In the first phase of the programme, a Personalised Dietary Prescription (PDP) is calculated based on gender, weight and level of physical activity. The PDP is a 600 calorie deficit eating plan based on The Eatwell Plate. The Eatwell Plate outlines a healthy, nutritionally balanced diet that allows personal food choices and is not overly restrictive.

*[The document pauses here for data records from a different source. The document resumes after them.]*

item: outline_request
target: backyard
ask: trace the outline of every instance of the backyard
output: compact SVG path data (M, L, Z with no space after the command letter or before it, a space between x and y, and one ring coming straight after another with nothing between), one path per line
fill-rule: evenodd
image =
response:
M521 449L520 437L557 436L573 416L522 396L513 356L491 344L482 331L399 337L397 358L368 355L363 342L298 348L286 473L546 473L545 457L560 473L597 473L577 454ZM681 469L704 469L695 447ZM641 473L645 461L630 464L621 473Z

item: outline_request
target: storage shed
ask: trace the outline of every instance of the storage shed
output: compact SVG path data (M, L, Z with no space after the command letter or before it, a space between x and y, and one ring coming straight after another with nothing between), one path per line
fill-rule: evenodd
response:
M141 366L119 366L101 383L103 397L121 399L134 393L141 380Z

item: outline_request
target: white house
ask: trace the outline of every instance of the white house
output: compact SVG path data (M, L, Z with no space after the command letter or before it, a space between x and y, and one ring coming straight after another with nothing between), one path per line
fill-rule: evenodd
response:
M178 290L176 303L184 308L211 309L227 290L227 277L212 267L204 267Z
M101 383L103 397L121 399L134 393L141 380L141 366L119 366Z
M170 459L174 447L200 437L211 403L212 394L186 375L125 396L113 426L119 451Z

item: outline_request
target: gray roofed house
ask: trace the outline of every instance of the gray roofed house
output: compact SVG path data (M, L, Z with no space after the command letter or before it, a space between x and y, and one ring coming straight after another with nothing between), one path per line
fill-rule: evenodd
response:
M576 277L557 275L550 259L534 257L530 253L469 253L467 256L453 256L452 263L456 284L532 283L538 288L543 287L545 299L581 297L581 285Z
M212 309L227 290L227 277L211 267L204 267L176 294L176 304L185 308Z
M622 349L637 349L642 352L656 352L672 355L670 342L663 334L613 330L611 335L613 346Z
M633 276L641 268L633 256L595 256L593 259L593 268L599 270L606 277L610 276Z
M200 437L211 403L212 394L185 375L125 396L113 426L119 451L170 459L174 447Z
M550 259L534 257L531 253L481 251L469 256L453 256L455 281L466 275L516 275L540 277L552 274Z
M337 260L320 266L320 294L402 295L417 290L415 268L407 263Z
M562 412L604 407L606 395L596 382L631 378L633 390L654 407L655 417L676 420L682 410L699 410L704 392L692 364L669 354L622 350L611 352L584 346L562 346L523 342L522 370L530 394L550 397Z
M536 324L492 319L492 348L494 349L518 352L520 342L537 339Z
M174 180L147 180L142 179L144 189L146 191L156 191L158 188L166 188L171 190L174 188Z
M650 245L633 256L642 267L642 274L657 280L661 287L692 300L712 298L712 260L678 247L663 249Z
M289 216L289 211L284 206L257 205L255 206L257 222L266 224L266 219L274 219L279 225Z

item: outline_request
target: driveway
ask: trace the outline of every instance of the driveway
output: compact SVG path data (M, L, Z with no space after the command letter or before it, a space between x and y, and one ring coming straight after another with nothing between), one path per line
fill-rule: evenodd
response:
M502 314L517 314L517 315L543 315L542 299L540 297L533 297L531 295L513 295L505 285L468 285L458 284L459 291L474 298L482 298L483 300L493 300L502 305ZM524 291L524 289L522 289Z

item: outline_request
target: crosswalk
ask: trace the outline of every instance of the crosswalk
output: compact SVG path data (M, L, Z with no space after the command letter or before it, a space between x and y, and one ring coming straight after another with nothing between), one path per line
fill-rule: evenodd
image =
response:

The target weight loss in Phase 1 is 5-10kg (11.5lbs to 1.5stone). This means a steady weight loss of 0.5-1kg (1-2lbs) a week.

The benefits of 5-10kg weights have been shown to include:
  • Reduced Cholesterol
  • Reduced Blood Pressure
  • Reduced Blood Sugar Levels in those with Diabetes
  • Improved Mobility
  • Reduces the Risk of Type 2 Diabetes, Heart Attack, Angina, Stroke, Some Cancers
  • Increased Fertility (contact The Sandyford Initiative for more information)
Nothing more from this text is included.